Il malware utilizzato viene collocato in uno spazio virtuale e si comporta come uno skimmer (il lettore su cui si striscia la banda magnetica della carta) anch’esso virtuale, ponendosi così nel mezzo tra quello che vede il cliente e la schermata del sito dove le informazioni devono essere inserite. La tecnologia, a quel punto, cripta i dati prima che vengano inviati al cloud e al negozio online sul quale si sta facendo il proprio acquisto. Le credenziali rubate sono poi utilizzate in modo fraudolento o vendute sul dark web.
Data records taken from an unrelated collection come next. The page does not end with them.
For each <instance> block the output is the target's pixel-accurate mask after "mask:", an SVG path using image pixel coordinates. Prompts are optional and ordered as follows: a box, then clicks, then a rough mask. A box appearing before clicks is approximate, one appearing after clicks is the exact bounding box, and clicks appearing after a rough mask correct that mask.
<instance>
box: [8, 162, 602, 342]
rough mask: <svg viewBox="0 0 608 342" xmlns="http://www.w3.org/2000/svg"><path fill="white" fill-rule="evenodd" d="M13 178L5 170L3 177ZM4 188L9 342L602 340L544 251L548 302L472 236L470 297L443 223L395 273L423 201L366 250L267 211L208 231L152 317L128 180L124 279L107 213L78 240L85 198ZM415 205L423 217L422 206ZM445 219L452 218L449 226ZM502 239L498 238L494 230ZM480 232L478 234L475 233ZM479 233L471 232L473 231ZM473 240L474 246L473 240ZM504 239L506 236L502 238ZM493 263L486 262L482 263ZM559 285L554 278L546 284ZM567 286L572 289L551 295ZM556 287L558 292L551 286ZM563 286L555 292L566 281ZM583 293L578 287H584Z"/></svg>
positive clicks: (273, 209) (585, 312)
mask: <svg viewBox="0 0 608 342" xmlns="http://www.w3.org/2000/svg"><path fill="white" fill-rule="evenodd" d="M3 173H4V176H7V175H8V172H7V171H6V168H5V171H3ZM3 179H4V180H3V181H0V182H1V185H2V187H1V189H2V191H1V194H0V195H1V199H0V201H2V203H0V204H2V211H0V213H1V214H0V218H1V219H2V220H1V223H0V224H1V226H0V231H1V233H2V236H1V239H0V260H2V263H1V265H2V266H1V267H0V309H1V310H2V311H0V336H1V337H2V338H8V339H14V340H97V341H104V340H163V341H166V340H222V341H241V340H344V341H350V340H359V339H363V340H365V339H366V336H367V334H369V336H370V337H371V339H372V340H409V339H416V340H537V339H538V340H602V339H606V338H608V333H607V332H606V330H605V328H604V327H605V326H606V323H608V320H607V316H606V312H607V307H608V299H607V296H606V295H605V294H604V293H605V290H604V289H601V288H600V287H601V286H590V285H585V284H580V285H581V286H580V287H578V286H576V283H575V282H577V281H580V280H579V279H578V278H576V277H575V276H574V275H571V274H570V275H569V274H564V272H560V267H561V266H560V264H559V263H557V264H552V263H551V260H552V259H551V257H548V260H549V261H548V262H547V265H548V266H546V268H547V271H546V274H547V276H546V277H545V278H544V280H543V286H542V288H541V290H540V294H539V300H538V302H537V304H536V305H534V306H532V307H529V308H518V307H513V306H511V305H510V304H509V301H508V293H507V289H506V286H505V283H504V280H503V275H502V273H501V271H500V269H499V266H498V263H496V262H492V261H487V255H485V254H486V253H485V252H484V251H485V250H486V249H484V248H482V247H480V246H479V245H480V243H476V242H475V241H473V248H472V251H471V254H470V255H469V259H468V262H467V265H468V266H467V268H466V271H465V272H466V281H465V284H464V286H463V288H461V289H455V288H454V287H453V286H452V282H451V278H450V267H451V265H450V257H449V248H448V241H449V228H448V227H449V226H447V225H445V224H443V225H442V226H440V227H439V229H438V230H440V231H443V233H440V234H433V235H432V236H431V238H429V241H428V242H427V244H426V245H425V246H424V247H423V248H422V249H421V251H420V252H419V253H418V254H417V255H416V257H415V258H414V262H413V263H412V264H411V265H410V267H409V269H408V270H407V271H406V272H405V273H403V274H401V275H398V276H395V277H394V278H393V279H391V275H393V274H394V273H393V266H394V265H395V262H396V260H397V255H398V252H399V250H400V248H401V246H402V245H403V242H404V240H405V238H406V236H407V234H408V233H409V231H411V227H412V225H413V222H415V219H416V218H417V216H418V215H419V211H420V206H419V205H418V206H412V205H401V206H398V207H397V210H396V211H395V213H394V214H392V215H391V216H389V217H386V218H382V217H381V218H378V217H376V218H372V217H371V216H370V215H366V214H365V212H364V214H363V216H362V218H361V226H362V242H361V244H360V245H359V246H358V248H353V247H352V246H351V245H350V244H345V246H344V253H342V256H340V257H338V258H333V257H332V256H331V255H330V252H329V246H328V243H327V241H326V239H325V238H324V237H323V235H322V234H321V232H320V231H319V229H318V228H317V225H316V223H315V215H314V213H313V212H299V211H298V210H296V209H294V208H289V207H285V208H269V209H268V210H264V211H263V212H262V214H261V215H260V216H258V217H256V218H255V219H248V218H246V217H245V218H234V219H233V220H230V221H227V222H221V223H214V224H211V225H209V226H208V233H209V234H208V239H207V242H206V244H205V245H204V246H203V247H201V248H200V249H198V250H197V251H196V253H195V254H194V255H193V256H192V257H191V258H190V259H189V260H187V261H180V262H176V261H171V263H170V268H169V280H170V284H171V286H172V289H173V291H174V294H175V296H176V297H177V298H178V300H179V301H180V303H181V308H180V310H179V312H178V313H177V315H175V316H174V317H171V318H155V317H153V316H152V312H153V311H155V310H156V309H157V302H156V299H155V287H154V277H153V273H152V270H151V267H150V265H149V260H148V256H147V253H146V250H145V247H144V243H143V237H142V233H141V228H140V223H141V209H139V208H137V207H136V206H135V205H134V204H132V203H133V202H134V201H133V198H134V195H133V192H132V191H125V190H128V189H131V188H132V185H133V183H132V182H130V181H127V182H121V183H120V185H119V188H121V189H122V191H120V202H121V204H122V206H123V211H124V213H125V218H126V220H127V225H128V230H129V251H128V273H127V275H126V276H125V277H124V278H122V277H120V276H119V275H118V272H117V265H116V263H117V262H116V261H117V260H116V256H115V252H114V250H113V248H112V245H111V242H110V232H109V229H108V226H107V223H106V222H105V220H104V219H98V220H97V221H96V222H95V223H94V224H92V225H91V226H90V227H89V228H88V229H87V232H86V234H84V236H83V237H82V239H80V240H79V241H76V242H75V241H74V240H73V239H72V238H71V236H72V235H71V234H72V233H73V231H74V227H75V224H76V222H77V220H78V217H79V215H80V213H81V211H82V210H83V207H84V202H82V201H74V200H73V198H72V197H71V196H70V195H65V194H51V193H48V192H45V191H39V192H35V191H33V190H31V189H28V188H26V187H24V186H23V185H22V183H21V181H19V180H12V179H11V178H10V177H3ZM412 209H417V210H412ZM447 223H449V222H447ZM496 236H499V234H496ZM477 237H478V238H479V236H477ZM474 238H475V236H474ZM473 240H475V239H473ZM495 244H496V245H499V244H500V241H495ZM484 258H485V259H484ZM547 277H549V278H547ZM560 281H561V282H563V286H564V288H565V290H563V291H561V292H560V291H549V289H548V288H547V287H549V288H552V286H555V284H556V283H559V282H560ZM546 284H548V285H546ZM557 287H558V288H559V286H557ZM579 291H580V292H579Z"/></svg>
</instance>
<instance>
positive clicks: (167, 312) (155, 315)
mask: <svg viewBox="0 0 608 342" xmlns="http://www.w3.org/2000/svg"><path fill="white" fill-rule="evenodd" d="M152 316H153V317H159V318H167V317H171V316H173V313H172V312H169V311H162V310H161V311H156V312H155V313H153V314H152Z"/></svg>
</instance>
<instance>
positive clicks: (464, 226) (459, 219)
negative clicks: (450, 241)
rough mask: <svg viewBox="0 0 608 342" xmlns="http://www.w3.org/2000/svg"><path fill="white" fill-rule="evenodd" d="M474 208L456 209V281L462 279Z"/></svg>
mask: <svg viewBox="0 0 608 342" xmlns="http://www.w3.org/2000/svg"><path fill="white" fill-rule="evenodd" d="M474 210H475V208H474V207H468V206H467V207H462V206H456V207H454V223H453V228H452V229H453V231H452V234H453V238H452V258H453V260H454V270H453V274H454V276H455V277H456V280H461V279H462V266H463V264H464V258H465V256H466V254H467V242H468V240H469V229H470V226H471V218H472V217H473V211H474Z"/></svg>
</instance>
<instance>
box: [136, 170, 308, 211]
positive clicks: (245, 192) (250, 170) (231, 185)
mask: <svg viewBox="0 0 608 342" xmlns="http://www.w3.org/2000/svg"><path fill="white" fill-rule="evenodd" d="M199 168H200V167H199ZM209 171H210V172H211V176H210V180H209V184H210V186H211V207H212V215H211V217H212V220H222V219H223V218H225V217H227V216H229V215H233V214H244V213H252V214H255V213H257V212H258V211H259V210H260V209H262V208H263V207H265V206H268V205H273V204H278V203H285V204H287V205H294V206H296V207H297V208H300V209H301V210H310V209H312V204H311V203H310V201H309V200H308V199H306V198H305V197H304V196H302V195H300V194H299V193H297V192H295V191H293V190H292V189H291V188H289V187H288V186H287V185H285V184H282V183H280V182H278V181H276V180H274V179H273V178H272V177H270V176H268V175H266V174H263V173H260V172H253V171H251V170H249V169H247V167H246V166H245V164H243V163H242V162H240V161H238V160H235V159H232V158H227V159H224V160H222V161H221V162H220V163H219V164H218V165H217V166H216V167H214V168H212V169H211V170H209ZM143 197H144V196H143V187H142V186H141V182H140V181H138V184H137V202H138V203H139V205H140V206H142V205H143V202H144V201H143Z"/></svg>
La cosa peggiore, però, è che in questo modo non solo vengono rubati i dati della carta di credito ma è possibile impossessarsi di molte altre informazioni di carattere personale che sono state inserite, come l’indirizzo o la password del sito, rendendo così il numero della carta di credito ancora più interessante e redditizio se venduto sul dark web.

Il miglior consiglio che possiamo dare ai clienti è di utilizzare solo piattaforme di pagamento affidabili, come PayPal, in quanto la probabilità che siano compromesse dai malware è minore”, spiega Paolo Arcagni, System Engineer Manager di F5 Networks Italia. “Queste piattaforme con buona probabilità utilizzano già delle tecnologie antifrode, in grado di proteggere i clienti da questi tipi di attacco. La vera responsabilità, tuttavia, resta nelle mani delle aziende che devono fare di più per garantire che il loro software sia sempre aggiornato, e ridurre così al minimo le opportunità per gli hacker”.